Like all the candidates, Mr. Cain has weaknesses. He has stumbled on abortion. He refuses to restore the ban on homosexuals in the military. His views on trade are sketchy. In particular, he has failed to articulate a comprehensive foreign policy. On Afghanistan, Iran, China and Russia, Mr. Cain needs to outline where he stands. This is especially true regarding the seminal issue of our time: radical Islam. If Mr. Cain can’t cross that bar, then he will rightfully lose the GOP primary contest.

Fine, like the article says, “Like all the candidates…” One of the reasons we’ve missed the boat on some potentially excellent leaders is that we keep on looking for perfection in a world where nobody’s perfect. The day we find a candidate whose every single stance agrees with those of every single voter will never come.

Mr. Cain’s visceral appeal is that he is the outsider, the anti-establishment candidate. Unlike Mr. Romney, Mr. Cain is not a conventional politician. On the campaign trail, Mr. Cain’s answers are often not scripted; rather, they are blunt, raw and honest. He is articulate and passionate and uses simple, clear language that resonates with the electorate. In short, he is not a phony.

Moreover, he is a populist reformer who embodies much of the Tea Party insurgency against the decrepit governing class. Mr. Cain’s candidacy is tapping into Middle America’s frustration and anger with Imperial Washington.

Politicians have brought America to the brink of collapse. Inside the Beltway, Mr. Cain’s lack of political experience is seen as a huge negative. In the heartland, however, it is viewed as a virtue.

Three cheers for the “Fly-over Zone!” :-)

Tax reform is Mr. Cain’s signature issue. His 9-9-9 plan is ambitious. The current tax code is burdensome, stifling and infested with special-interest loopholes and carve-outs. It is the very symbol of our bloated and corrupt federal government. Mr. Cain calls for a 9 percent income tax, a 9 percent business tax and a 9 percent national sales tax. His proposal creates a simple, efficient tax code that broadens the base of taxpayers.

It would unleash economic growth and job creation - and strike at the heart of welfare liberalism. Nearly half of all Americans no longer pay any income taxes. This means they are being subsidized by middle- and upper-income earners - one half of the country is living off the other half. Mr. Cain would end this. The 9-9-9 plan would terminate the use of the tax system to foster a culture of dependency and government handouts.

Mr. Cain’s worldview can be distilled to running America as a business, not a socialist empire. His call for across-the-board spending cuts, entitlement reform and repeal of Obamacare would revive our moribund market economy. None of the GOP candidates captures the entrepreneurial spirit better than Mr. Cain. He embodies rugged individualism and self-reliance. He is a self-made businessman and former chief executive officer of Godfather’s Pizza. He has spent almost his entire life in the private sector. He speaks with the weight of conviction - and experience.

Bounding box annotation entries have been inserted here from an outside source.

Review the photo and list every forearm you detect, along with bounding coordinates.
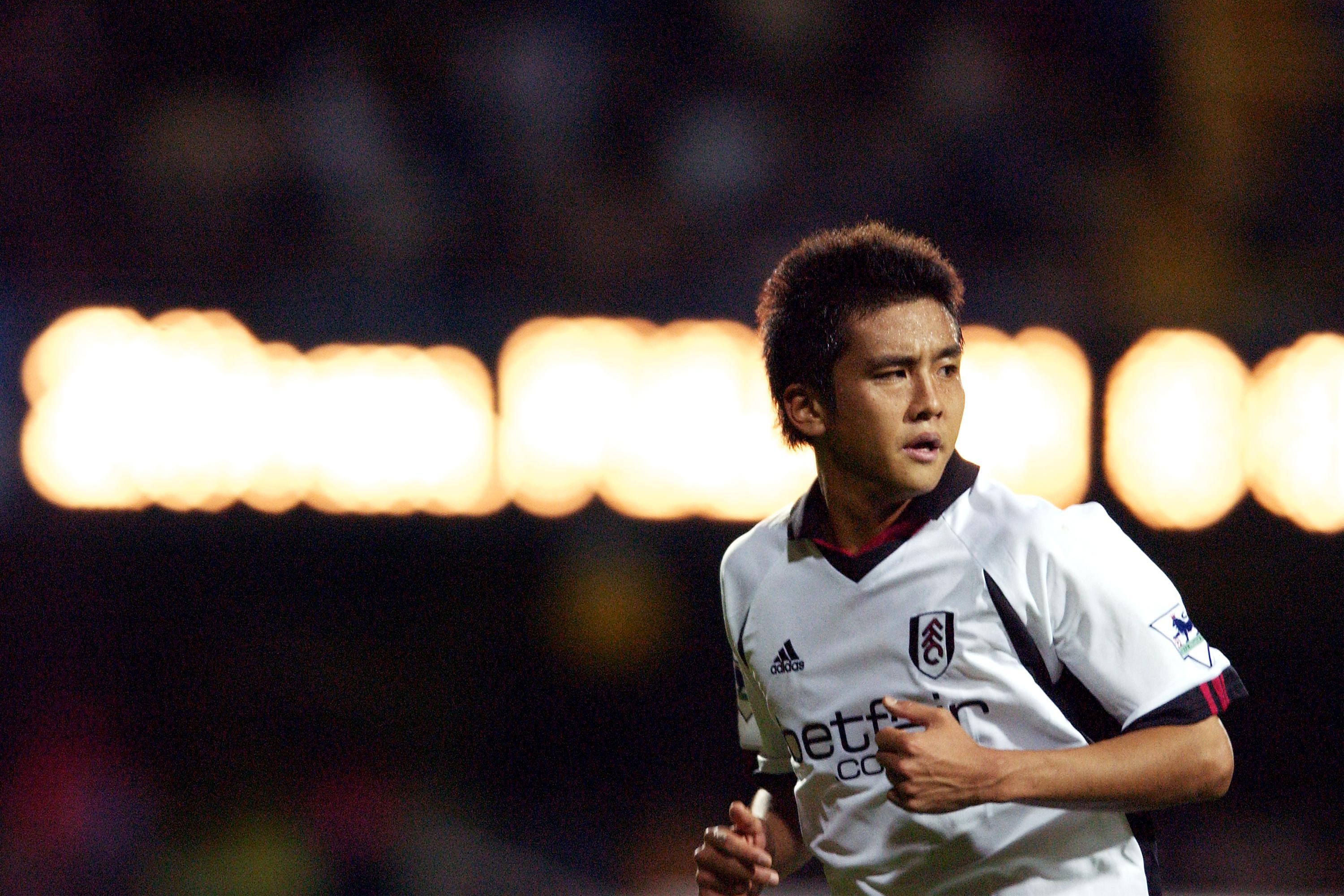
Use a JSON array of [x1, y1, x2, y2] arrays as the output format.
[[765, 809, 812, 879], [985, 716, 1232, 811]]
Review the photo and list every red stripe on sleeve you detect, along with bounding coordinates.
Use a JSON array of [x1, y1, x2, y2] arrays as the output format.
[[1199, 682, 1218, 716], [1212, 674, 1231, 709]]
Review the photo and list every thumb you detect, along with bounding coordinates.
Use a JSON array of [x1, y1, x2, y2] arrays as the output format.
[[728, 799, 765, 837], [882, 697, 943, 728]]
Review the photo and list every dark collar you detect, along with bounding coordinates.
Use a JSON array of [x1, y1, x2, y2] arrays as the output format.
[[789, 451, 980, 582]]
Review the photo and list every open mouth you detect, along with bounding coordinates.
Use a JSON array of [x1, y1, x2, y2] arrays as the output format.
[[902, 433, 942, 461]]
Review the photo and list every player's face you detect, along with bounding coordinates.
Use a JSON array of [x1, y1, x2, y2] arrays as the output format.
[[817, 298, 966, 497]]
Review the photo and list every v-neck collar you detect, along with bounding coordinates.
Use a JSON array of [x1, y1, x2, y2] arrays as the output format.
[[789, 451, 980, 582]]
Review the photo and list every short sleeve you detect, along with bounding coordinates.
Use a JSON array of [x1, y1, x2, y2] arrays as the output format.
[[1035, 504, 1245, 728], [719, 551, 793, 775]]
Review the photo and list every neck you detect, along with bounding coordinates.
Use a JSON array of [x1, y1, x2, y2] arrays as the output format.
[[817, 451, 914, 551]]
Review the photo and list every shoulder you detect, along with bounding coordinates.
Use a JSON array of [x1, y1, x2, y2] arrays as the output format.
[[719, 505, 796, 584], [945, 473, 1137, 577], [719, 498, 801, 629]]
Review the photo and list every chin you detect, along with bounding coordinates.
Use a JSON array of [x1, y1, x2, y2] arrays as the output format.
[[892, 455, 950, 495]]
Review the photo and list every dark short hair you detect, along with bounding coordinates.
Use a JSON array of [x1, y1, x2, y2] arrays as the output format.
[[757, 222, 965, 448]]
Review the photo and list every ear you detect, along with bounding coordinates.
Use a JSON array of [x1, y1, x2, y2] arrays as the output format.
[[784, 383, 827, 441]]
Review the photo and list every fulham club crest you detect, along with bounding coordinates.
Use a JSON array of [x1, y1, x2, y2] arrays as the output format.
[[910, 610, 956, 678]]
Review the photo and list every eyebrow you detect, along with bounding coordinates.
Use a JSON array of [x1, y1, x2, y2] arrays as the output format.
[[872, 343, 962, 368]]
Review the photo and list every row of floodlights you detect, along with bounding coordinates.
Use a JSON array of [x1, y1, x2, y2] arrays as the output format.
[[22, 308, 1344, 530]]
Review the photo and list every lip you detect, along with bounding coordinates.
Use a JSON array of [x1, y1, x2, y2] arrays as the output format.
[[900, 433, 942, 463]]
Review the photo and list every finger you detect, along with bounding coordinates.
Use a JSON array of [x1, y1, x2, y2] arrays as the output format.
[[728, 799, 765, 842], [882, 697, 952, 728], [878, 752, 910, 784], [704, 825, 774, 868], [695, 868, 751, 896], [695, 845, 769, 888], [876, 725, 910, 754]]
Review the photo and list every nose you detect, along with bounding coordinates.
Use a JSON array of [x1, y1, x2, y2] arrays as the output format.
[[906, 371, 942, 422]]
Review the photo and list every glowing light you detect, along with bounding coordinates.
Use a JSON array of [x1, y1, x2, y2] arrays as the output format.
[[957, 327, 1091, 506], [22, 308, 500, 513], [499, 317, 650, 516], [500, 319, 814, 520], [1102, 331, 1249, 529], [1245, 333, 1344, 532]]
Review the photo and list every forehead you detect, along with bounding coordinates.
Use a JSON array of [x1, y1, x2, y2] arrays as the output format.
[[845, 298, 957, 356]]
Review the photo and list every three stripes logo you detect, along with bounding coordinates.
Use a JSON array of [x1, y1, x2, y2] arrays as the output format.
[[770, 638, 802, 676]]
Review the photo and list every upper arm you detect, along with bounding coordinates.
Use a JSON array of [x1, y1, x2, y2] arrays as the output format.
[[1028, 504, 1245, 728]]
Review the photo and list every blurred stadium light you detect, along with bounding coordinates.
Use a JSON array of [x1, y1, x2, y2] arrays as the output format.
[[22, 308, 1344, 532], [22, 308, 497, 513], [957, 325, 1091, 506], [499, 319, 814, 520], [1245, 333, 1344, 532], [1102, 331, 1247, 529]]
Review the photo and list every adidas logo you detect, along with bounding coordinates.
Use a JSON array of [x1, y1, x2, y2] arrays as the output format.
[[770, 638, 802, 676]]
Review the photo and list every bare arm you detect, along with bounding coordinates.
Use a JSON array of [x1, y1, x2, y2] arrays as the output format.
[[878, 697, 1232, 813]]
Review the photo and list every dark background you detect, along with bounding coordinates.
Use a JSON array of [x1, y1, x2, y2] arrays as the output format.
[[0, 0, 1344, 893]]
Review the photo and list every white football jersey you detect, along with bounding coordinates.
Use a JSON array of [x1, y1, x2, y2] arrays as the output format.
[[722, 454, 1245, 896]]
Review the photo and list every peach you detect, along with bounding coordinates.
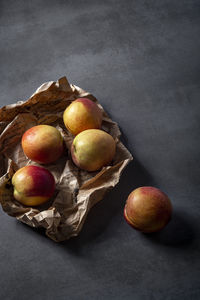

Mr. Cain also truly represents the promise of a post-racial America. This was the initial appeal of Mr. Obama’s presidency: The ugly legacy of race finally would be buried. Instead, under his administration, the country has become even more racially - and ideologically - polarized. Mr. Obama and his media allies constantly play the race card to demonize their critics. Mr. Cain, however, is the very opposite: His campaign so far has been completely free of racial overtones or grievance-mongering. He is running on his character and policies, not on the color of his skin. His candidacy truly transcends race.

His candidacy transcends idiotic political Romperroomism, as well.